4. The applicant has now sought a revision of that decision. In her letter for revision dated 14th February, 2019, she stated that after the prosecution closed its case, a ruling was made that she has a case to answer. That she did not understand why she was not allowed to give her testimony before the trial court could give a date for judgment.
5. The jurisdiction of this court to set aside and revise decisions of a subordinate court is anchored in sections 362 and 364 of the Criminal Procedure Code. Section 362 provides:-
“The High Court may call for and examine the record of any criminal proceedings before any subordinate court for the purpose of satisfying itself as to the correctness, legality or propriety of any finding, sentence or order recorded or passed, and as to the regularity of any proceedings of any such subordinate court”
6. I have examined the lower court record. The prosecution called four (4) witnesses and closed its case. The applicant submitted on “a no case to answer” and on 12/12/2019, the trial court delivered its ruling holding that the applicant had a case to answer.

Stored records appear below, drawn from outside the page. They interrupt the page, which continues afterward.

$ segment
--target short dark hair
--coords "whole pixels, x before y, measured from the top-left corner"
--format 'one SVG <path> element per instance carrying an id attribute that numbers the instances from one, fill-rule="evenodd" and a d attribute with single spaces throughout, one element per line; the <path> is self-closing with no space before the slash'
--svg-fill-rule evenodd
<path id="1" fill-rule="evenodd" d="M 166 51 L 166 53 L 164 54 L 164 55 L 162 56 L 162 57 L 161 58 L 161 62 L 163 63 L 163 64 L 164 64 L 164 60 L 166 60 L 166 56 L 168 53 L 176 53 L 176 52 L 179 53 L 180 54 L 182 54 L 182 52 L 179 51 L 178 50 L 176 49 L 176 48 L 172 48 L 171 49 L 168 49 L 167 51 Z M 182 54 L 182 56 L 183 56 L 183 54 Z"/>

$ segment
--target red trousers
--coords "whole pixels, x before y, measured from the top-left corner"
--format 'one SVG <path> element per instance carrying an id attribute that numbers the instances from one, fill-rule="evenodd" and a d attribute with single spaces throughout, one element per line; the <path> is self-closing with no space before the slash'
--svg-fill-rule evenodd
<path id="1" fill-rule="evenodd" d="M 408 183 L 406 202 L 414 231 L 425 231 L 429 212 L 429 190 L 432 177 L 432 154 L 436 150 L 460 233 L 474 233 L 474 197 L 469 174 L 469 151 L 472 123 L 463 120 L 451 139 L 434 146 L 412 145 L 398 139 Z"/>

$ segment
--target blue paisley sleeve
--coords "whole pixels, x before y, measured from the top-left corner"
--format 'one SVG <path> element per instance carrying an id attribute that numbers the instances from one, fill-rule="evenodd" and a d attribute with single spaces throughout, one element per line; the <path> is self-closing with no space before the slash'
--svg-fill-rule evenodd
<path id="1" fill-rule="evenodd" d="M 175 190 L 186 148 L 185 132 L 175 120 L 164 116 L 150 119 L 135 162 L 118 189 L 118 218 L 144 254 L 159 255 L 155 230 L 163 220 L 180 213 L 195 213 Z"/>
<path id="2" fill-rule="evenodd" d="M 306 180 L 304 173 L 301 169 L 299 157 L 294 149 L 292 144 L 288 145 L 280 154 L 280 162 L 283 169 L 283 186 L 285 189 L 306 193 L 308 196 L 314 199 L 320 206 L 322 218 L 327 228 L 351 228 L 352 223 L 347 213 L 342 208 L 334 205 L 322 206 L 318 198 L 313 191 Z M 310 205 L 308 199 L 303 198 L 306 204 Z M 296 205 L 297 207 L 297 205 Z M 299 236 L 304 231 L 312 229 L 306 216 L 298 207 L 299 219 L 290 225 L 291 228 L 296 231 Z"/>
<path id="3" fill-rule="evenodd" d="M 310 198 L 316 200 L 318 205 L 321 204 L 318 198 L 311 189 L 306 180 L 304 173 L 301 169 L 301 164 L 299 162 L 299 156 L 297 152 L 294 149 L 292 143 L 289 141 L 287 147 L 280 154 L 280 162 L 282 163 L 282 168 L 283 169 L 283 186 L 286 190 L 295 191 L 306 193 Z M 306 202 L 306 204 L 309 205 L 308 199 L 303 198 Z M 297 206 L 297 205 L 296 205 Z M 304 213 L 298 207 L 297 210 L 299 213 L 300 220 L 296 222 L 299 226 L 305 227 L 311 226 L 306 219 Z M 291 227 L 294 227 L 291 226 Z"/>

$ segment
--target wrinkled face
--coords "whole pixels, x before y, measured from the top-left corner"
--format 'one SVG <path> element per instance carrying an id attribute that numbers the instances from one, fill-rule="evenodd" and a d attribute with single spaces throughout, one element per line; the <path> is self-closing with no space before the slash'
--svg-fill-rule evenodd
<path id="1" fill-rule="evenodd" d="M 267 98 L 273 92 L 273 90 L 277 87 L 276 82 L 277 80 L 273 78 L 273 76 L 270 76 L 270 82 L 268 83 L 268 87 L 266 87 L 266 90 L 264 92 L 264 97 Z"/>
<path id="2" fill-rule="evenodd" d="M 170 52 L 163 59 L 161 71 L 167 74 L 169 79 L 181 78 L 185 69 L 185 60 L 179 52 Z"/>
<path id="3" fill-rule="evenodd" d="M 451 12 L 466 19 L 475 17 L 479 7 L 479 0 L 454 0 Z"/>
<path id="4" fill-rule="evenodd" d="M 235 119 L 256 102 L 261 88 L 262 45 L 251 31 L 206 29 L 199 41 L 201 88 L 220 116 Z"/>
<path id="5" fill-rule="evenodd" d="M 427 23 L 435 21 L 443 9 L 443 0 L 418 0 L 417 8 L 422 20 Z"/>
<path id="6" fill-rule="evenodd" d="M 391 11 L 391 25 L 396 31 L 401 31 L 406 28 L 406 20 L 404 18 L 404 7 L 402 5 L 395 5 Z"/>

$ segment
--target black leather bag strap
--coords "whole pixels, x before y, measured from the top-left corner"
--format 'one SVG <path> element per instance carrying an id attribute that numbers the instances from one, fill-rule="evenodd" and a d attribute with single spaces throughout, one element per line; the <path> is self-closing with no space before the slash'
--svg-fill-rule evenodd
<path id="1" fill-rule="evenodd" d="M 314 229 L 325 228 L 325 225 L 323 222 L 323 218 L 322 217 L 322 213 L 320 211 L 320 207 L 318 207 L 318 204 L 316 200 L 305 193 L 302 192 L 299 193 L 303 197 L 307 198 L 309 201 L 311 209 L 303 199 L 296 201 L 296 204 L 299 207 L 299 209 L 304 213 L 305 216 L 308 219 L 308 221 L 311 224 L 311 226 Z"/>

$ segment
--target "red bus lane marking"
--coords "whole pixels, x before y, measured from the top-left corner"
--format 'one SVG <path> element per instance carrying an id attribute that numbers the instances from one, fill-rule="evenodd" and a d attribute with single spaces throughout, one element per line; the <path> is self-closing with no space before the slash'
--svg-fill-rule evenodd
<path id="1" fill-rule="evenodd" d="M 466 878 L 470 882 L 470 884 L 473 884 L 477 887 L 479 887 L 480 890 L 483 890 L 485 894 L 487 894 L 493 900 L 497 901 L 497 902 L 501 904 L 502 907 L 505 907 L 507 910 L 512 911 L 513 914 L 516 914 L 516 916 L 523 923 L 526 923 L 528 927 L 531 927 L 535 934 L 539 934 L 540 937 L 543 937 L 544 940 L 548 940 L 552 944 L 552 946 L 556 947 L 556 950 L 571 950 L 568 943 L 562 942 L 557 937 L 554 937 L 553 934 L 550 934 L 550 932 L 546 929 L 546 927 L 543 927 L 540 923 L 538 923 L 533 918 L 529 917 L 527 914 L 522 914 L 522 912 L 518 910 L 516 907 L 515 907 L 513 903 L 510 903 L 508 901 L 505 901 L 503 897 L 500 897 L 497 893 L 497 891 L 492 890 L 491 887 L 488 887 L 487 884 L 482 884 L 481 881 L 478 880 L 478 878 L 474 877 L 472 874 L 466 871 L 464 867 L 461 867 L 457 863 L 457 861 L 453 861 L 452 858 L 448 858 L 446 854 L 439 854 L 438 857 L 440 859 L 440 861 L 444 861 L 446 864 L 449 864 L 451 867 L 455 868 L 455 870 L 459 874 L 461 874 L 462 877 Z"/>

7. The record shows that the trial court explained to the applicant her rights under section 211 of the Criminal Procedure Code The applicant is recorded to have stated in Kiswahili, “Nitanyanza”. The court then recorded that the applicant had chosen to remain silent and let the court decide on the evidence before it. The court then reserved its judgment for 6th March, 2019.
8. The issue for determination therefore is, whether the trial court satisfied the conditions set out in section 211 of the Criminal Procedure Code, Cap 75 (“CPC”). That section provides:-
“(1) At the close of the evidence in support of the charge, and after hearing such summing up, submission or argument as may be put forward, if it appears to the court that a case is made out against the accused person sufficiently to require him to make a defence, the court shall again explain the substance of the charge to the accused, and shall inform him that he has a right to give evidence on oath from the witness box, and that, if he does so, he will be liable to cross-examination, or to make a statement not on oath from the dock, and shall ask him whether he has any witnesses to examine or other evidence to adduce in his defence, and the court shall then hear the accused and his witnesses and other evidence (if any).
9. This provision finds its bearing in Article 50 of the Constitution which provides for the right to fair hearing. Article 50 (2) (j) provides that an accused person has the right to remain silent and need not to testify during a trial.
10. The record shows that not only did the trial court explain to the applicant the provisions of section 211 of the CPC, but that it clearly recorded what the applicant responded to that explanation. The applicant chose to exercise her right to remain silent.
11. To my mind, there was no irregularity at all in the trial court’s decision to reserve the matter for judgment after the applicant expressly told it that she had chosen to remain silent. That was her choice and she had to live with it. Accordingly, I find that there are absolutely no grounds whatsoever to interfere with the decision of the trial court of 12th February, 2019 as there was nothing illegal or irregular with it.
12. Be that as it may, since the applicant is a lay person, the applicant may not have comprehended the consequences of her decision. It must have struck her later that her decision had condemned her to eternal silence and that she may never have the opportunity to tell her side of the story, This is borne by her having applied for the revision of the order only two days after the impugned decision.
13. In this regard, having in mind that the trial court has not yet delivered its decision, for the interests of justice, I am of the opinion that save for the time already lost, there will be no violence that will be occasioned to the law and no prejudice whatsoever will be suffered if the applicant is given the opportunity she seeks.
14. Accordingly, this court will affords the applicant the benefit of doubt and orders and direct that: -
a) the order of the trial court closing the applicant’s case and reserving the matter for judgment be and is hereby set aside;
b) the trial court do re-open the case and allow the applicant to tender her defence.
It is so ordered.
DATEDand DELIVERED at Meru this 6th day of June, 2019.